Procuro-me por que muito me doei, me permiti, me entreguei, me dobrei, me reparti. Por que muito fiz por quem nada retribuiu. Por que importância dei a quem não a merecia. Procuro-me por que sou mudança que anda. Metamorfo. Inconstante. E não me acho. Por que não paro quieto. 
Hoje estou aqui, amanhã sou rastro. Fujo de mim me escondendo entre horas e minutos. Não consigo me alcançar por que estou sempre correndo. Ergo a mão para tentar alcançar uma versão minha que já está no futuro. E ele não olha para trás, por que o que ele quer não vem de lá. Me procuro por que me escondi atrás de muros, barreiras. Me perdi em florestas de sentimentos abstratos, regados a lágrimas em noites escuras e frias e iluminados por sóis gerados por sorrisos. Mas às vezes os sorrisos eram falsos, criados por paliativos que mais me faziam mal do que bem.  

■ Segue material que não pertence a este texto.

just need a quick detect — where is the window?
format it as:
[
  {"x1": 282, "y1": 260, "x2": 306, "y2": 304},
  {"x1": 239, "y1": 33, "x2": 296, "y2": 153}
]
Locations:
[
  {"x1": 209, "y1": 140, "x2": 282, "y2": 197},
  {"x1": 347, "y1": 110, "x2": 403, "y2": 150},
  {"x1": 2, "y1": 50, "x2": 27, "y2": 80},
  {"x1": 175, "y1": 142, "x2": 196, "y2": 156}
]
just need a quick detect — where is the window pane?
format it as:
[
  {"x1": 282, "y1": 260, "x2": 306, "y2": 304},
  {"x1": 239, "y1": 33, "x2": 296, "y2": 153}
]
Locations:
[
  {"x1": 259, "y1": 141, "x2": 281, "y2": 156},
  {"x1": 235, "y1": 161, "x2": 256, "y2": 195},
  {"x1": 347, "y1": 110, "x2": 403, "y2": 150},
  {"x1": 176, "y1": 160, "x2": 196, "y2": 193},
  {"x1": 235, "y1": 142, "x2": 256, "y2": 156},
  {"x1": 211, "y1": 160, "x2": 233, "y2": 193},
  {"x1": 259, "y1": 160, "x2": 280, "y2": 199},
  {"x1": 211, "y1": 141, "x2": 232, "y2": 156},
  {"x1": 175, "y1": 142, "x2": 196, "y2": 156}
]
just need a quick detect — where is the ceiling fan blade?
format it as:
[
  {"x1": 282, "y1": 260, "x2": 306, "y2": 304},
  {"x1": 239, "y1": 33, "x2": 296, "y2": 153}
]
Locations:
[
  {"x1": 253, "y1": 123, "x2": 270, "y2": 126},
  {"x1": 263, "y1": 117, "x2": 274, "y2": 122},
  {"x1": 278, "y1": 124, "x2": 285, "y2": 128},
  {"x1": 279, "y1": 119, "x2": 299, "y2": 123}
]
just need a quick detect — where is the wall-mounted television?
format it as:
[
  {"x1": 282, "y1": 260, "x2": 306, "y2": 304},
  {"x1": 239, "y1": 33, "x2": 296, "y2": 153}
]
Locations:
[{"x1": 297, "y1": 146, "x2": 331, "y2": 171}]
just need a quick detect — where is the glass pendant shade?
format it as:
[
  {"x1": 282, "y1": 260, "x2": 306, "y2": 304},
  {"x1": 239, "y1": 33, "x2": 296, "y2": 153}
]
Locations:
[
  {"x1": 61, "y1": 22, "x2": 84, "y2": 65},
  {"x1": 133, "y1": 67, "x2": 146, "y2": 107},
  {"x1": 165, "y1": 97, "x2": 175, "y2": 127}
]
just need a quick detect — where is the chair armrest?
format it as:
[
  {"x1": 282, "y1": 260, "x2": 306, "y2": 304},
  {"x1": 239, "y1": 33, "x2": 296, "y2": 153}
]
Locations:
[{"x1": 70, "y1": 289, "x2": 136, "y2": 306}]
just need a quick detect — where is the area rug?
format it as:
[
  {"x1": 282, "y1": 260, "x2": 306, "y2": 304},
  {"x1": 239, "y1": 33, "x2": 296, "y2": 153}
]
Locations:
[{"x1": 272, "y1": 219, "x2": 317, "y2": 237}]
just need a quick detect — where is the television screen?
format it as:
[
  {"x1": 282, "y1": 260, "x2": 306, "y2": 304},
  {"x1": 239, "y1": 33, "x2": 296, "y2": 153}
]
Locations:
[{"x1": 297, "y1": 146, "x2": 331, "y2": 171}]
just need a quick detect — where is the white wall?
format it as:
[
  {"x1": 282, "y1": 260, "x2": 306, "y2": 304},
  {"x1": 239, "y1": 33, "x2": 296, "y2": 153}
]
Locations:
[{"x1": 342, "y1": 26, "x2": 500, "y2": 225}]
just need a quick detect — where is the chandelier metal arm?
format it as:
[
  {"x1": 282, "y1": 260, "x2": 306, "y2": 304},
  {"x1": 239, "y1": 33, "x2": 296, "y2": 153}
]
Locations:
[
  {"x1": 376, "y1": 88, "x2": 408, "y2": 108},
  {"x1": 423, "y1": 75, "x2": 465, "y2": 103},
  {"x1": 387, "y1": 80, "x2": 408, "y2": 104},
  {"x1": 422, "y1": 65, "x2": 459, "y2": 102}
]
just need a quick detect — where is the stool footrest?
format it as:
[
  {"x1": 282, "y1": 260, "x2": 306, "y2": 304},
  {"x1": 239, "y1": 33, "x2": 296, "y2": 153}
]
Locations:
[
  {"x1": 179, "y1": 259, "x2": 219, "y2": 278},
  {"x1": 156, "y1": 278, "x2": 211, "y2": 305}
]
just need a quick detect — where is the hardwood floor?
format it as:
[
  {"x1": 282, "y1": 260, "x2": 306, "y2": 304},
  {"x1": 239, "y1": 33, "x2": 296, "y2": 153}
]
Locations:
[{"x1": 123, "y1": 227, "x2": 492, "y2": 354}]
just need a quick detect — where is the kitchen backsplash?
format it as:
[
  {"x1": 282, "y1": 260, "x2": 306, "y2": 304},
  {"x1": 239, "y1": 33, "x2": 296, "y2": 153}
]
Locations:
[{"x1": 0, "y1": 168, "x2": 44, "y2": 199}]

Me procuro por que me meti em meio a uma multidão de personificações da minha existência. A tristeza que caminha ao lado da solidão, inseparáveis. A alegria, que parece sempre ocupada demais para estar onde eu estou. O prazer, nas pequenas coisas, que parece aparecer menos e menos pra me cumprimentar. E em meio a esse emaranhado de gente eu me vejo escapar pela porta dos fundos. Corro atrás de mim, mas não me alcanço, e, sem perceber, continuo a prosseguir no meu caminho, atrás de alguém que, ao perseguir, me leva em frente. E quando vejo já passou. Superei. Estou em outra, vivendo para o futuro. É por isso que, procuro-me. 
Se me achar, me segure. Eu busco a domicílio.